The mural fest, which started as a grassroots movement to up the artistic and cultural game in Vancouver, has grown into a multi-day gathering that fetes all things street art. Not only that, but various alleys, sides of apartment buildings and even entire facades of large corporations, like HootSuite, are now decorated with bold, colourful designs and imagery that make wandering through the streets more enjoyable than ever. Though the programming for this year’s mural festival is over, visitors and locals alike can still enjoy the public art throughout the city with
We Are All Croutons Floating In Cosmic Soup
Yes this mural is actually called “We Are All Croutons Floating In Cosmic Soup” and yes it’s arguably one of the most bright and uplifting pieces of street art on the list.
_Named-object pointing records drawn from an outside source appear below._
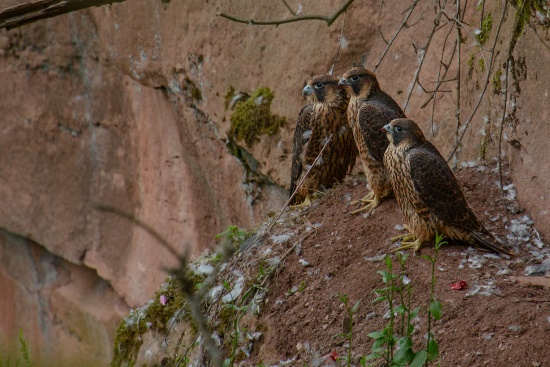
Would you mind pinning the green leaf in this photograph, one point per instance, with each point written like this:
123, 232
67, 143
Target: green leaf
433, 350
400, 309
419, 359
435, 309
373, 356
415, 312
376, 335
David Shillinglaw, a British artist based in London, England, brings his talent to the streets of Vancouver in this must-see piece. Check it out for yourself in the alleyway at 1965 Main Street, between East 3rd and East 4th Ave.
Alley Oop is tucked down a once unused alleyway in the heart of the city’s core. Its actual address is at 688 W Hastings Street, though it intersects with Granville Street. The bright pink and orange graphic motifs are a project funded by the Downtown Vancouver BIA (DVBIA). As Charles Gauthier, president of the DVBIA, explained to the CBC, the idea was to transform this particular alley and make it feel more safe for people to walk through. It’s working. This is one of the most photographed street art projects in the city and the alley hosts sporadic dance parties as well as basketball nets for pick-up games.
The only thing Instagram loves more than photos of Frenchie puppies and exotic beach vacations is a brick wall with enormous wings painted on it. This 40-foot by 25-foot mural at the corner of Burrard and West 4th Ave in the heart of Kits is the handiwork of artists Sandy and Steve Pell and it’s one of the more famous places to stop for a snap in this buzzing ’hood.
Findings on Main
Bridal boutique Bello Wedding World has one of the most understated and whimsical works of art painted on the side of its shop. “Findings on Main,” painted by Sarah Delaney during the 2017 Mural Festival, is perfectly fitting for a bridal shop that’s stocked with precious laces, tulles and silks.
Anyone who’s familiar with the Brazilian artists known as OSGEMEOS will immediately recognize their signature style onto the massive silos on Granville Island. The artistic duo, twin brothers named Otavio Pandolfo and Gustavo Pandolfo, have been at the street art game for decades and started painting in 1987. Their a 360-degree murals in Vancouver, titled “Giants,” is spread across six still functioning silos and makes an otherwise boring and industrial area feel vibrant and alive.
North Vancouver might not get as much attention as its neighbour across the water, but Fun Alley in Lower Lonsdale is trying to change that. This rainbow hued space, located at 106 W 1st Street, is as fun to walk through as it is to photograph. Lukas Kasper created the installation over an eight-week period through a program sponsored by the city of North Vancouver called “Studio In The City.”
“Pieces,” though commonly referred to as the “rainbow mural” at 2321 Granville Street in the Fairview neighbourhood is like a kaleidoscopic response to the eagle wings in Kits. The multi-coloured diamonds were originally designed by Ontario-based artist Kristofir Dean, but were painted onto the streets of Vancouver by local artist Milan Basic in 2016. The building where they’re located is slated to be demolished and replaced by condos, so it this is on your bucket list, get to it sooner than later.